Erstellt am: 6. 4. 2010 - 18:30 Uhr
Retrospektive eines Unbekannten
Thomas Dybdahl
Messer, Gabel, Gläser, Löffel. Um für die passende Grundstimmung für seine Songs zu sorgen, greift Thomas Dybdahl gern auch einmal in die Küchenschublade. In seiner Heimat gilt er als klassischer Songwriter, hierzulande kennt man ihn nur als Gastsänger von Morcheeba. Die Presseinfo beschwört sogar Vergleiche mit Nick Drake oder Tim Buckley herauf. Aber es gibt eben die kleinen Feinheiten im Brei der Singer-Songwriter, die das genaue Zuhören erst wertvoll und die Unterscheidungen sinnvoll machen.

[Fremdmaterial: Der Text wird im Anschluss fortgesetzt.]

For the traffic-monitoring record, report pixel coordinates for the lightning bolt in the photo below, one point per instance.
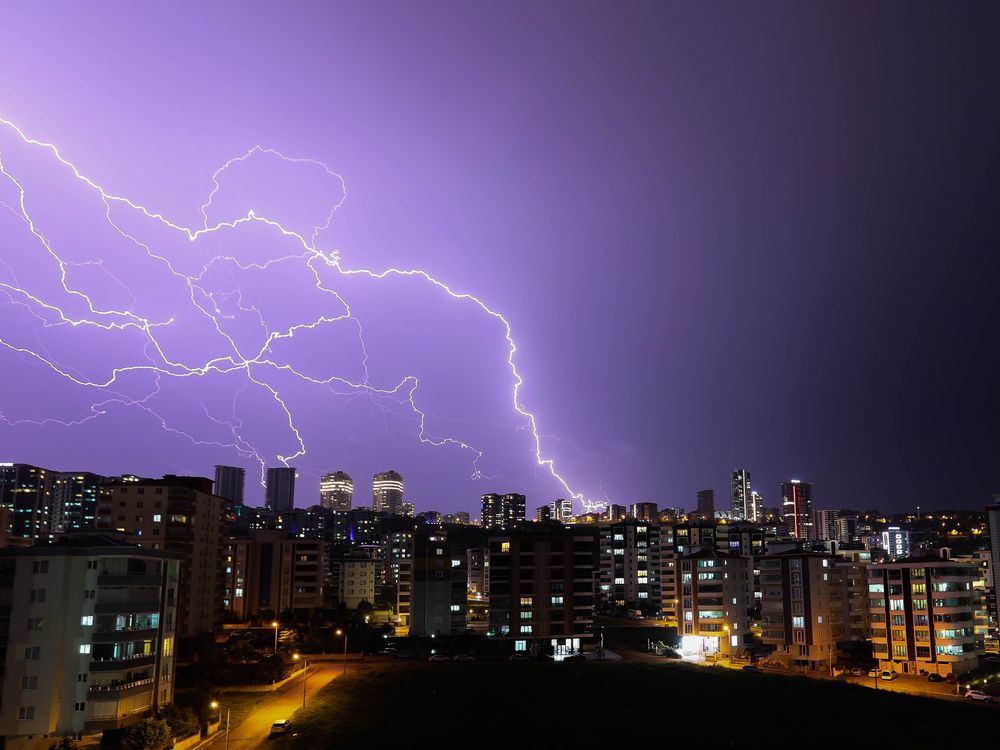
(253, 364)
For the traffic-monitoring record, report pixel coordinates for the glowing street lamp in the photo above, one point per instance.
(344, 633)
(215, 705)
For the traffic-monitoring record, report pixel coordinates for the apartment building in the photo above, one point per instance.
(922, 614)
(177, 514)
(87, 631)
(541, 581)
(715, 597)
(631, 566)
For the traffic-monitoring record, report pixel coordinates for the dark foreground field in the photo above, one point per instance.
(614, 705)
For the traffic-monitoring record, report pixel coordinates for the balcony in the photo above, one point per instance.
(120, 690)
(126, 662)
(127, 579)
(130, 606)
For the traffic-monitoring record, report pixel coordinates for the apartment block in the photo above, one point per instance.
(922, 615)
(715, 598)
(541, 583)
(87, 631)
(177, 514)
(631, 566)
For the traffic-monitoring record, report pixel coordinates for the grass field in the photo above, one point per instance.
(491, 703)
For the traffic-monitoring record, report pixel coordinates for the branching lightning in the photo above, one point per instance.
(256, 364)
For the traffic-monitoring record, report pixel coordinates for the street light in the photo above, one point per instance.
(344, 633)
(305, 676)
(215, 704)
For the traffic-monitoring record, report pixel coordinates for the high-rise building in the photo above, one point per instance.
(279, 492)
(182, 515)
(387, 493)
(26, 491)
(630, 566)
(229, 483)
(644, 511)
(796, 509)
(706, 504)
(740, 509)
(88, 636)
(502, 511)
(801, 607)
(562, 509)
(716, 596)
(74, 500)
(541, 588)
(336, 491)
(825, 523)
(438, 585)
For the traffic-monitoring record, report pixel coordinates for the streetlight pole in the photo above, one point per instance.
(229, 711)
(344, 633)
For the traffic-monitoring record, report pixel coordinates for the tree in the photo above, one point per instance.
(148, 734)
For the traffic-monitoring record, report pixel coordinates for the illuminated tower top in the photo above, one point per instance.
(387, 492)
(336, 491)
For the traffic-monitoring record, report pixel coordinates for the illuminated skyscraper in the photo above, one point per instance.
(796, 509)
(502, 511)
(336, 491)
(387, 493)
(740, 495)
(279, 494)
(706, 504)
(229, 483)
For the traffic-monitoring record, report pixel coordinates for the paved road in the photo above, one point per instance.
(253, 732)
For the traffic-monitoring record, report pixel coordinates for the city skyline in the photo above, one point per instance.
(800, 250)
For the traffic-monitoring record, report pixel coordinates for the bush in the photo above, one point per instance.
(148, 734)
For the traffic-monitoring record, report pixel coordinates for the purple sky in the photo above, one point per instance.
(723, 234)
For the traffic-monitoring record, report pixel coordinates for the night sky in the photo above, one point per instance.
(724, 234)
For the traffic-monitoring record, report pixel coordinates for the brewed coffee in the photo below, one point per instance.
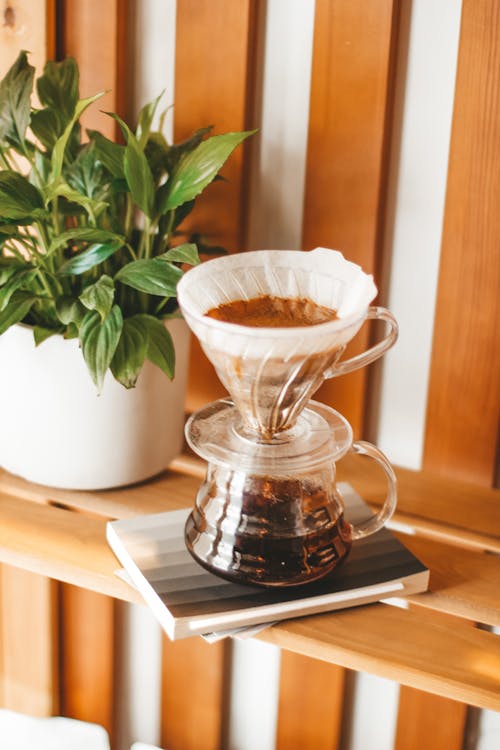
(287, 532)
(268, 311)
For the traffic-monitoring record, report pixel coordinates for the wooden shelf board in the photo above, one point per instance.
(61, 534)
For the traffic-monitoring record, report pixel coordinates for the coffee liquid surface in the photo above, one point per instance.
(273, 312)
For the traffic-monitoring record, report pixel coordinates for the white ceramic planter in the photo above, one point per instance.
(56, 430)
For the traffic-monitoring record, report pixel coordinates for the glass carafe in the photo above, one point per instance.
(269, 511)
(274, 516)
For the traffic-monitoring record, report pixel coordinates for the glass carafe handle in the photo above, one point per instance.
(342, 367)
(375, 522)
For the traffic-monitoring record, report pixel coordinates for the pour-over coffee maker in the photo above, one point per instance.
(269, 511)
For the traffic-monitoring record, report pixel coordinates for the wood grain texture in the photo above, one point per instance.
(464, 394)
(351, 97)
(29, 26)
(310, 703)
(87, 656)
(94, 33)
(393, 643)
(443, 720)
(465, 667)
(214, 52)
(28, 642)
(462, 582)
(193, 697)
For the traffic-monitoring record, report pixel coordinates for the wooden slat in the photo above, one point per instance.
(87, 656)
(405, 646)
(193, 694)
(29, 26)
(464, 397)
(442, 719)
(28, 642)
(462, 582)
(310, 703)
(60, 544)
(433, 506)
(408, 647)
(464, 393)
(28, 618)
(350, 101)
(214, 47)
(72, 548)
(94, 34)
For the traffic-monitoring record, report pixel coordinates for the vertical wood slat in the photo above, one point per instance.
(350, 103)
(28, 617)
(29, 26)
(430, 720)
(214, 47)
(310, 704)
(464, 398)
(193, 694)
(28, 642)
(87, 656)
(354, 44)
(94, 32)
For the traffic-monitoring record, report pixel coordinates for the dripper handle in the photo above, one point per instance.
(376, 351)
(375, 522)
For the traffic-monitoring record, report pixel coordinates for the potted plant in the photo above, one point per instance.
(90, 256)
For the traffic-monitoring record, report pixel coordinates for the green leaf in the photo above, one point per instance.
(47, 125)
(41, 334)
(153, 276)
(110, 154)
(145, 120)
(160, 345)
(90, 257)
(92, 207)
(61, 143)
(185, 253)
(198, 168)
(99, 296)
(69, 310)
(19, 199)
(58, 86)
(15, 95)
(83, 234)
(130, 352)
(99, 340)
(8, 266)
(139, 177)
(17, 281)
(137, 170)
(17, 309)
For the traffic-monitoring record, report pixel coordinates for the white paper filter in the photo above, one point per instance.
(322, 275)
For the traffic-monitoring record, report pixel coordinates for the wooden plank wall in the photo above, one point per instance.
(464, 396)
(350, 116)
(29, 677)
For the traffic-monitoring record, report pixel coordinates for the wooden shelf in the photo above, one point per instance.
(61, 534)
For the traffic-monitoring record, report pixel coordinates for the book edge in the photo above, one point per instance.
(141, 584)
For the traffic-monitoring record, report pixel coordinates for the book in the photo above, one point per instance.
(188, 600)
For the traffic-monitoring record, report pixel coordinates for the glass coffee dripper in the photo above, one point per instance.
(269, 511)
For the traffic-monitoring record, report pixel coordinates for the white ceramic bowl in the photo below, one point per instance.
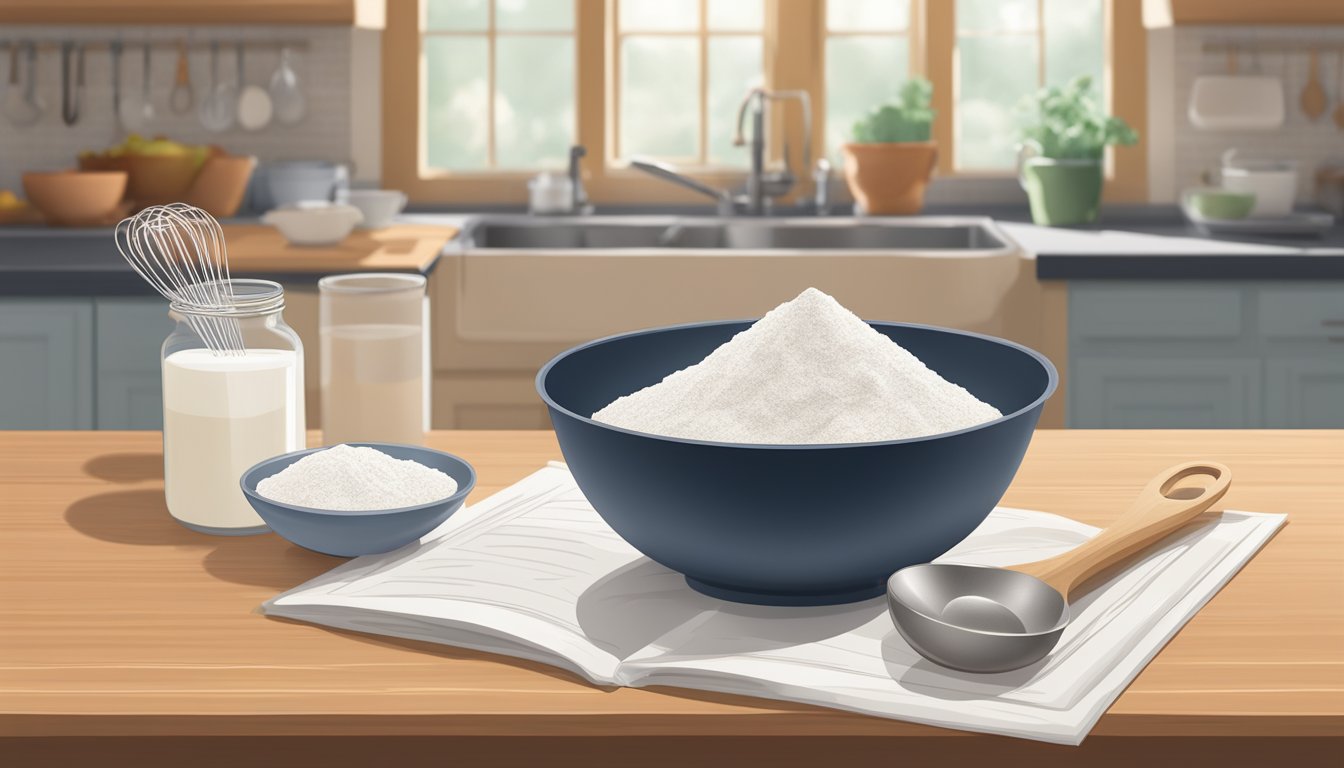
(315, 223)
(378, 206)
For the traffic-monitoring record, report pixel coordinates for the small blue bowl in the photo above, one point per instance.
(355, 533)
(792, 525)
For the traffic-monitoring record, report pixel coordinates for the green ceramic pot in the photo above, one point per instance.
(1062, 193)
(1216, 203)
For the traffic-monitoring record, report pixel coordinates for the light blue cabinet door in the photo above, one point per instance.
(46, 363)
(129, 335)
(1160, 393)
(1305, 393)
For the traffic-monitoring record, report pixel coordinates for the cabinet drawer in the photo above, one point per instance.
(1155, 311)
(1147, 393)
(129, 338)
(1305, 393)
(46, 375)
(1305, 314)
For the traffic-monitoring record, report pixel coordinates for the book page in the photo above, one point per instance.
(854, 658)
(508, 574)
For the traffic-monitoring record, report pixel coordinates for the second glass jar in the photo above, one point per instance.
(374, 358)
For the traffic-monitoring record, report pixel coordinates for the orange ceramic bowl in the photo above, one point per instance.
(221, 184)
(75, 198)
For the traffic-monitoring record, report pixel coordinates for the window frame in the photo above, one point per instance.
(702, 34)
(792, 27)
(491, 34)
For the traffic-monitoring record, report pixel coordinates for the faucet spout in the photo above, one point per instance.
(668, 174)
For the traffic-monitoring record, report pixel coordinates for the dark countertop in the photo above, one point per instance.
(1129, 242)
(1156, 242)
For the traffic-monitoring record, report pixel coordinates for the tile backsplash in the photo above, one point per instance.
(323, 69)
(1298, 139)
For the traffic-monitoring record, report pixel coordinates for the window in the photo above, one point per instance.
(499, 84)
(480, 94)
(867, 58)
(1005, 50)
(682, 67)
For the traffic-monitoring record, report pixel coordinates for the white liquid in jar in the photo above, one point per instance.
(374, 384)
(222, 414)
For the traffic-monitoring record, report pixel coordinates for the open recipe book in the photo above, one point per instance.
(535, 572)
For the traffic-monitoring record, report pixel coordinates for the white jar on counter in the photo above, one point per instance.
(225, 412)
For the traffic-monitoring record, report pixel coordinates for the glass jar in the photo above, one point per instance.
(226, 410)
(374, 358)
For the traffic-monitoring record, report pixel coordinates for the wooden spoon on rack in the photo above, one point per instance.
(1313, 93)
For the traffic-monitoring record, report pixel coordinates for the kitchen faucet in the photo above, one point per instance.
(762, 186)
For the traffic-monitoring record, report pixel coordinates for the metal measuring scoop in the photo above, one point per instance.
(997, 619)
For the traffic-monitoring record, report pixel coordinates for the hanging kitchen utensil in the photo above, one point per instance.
(254, 108)
(1000, 619)
(137, 110)
(148, 106)
(180, 98)
(114, 53)
(23, 106)
(1339, 86)
(217, 109)
(1233, 101)
(1313, 93)
(15, 106)
(71, 93)
(285, 90)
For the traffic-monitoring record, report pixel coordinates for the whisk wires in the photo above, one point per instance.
(180, 252)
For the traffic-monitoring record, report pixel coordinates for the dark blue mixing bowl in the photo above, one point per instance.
(792, 525)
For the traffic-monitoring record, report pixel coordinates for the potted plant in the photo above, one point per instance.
(1059, 160)
(889, 163)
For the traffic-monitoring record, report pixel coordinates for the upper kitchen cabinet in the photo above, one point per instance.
(1281, 12)
(364, 14)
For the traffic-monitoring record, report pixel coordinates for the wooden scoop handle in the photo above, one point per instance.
(1153, 515)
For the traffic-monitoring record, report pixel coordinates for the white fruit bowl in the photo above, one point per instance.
(378, 206)
(315, 222)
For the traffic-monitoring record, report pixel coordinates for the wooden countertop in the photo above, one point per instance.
(117, 622)
(399, 248)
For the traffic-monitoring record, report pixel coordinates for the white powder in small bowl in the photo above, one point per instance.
(809, 371)
(355, 479)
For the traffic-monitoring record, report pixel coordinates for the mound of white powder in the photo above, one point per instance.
(809, 371)
(348, 478)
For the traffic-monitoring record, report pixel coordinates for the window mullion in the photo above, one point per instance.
(489, 50)
(704, 85)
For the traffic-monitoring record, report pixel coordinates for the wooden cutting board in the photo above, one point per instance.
(399, 248)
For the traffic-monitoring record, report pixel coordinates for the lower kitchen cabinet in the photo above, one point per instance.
(46, 363)
(81, 363)
(129, 334)
(1149, 354)
(1161, 393)
(1305, 393)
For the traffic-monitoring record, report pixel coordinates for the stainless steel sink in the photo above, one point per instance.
(962, 234)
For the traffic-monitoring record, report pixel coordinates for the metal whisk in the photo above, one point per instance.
(180, 252)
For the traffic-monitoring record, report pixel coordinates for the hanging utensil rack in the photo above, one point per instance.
(1272, 46)
(96, 45)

Erinnern wir uns an den Einsatz der Kücheninstrumente: Man stellt sich Dybdahl als einen vor, der vor sich am Küchentisch alle Gläser aufstellt, die er auftreiben kann, sie unterschiedlich befüllt und dann mit dem Finger über die Ränder fährt, um sie zum Singen zu bringen. Und daraus entsteht dann eine grandiose Hintergrundkulisse für seine wohlig-flauschigen Melodien. Wahlweise klappt das auch mit Besteck.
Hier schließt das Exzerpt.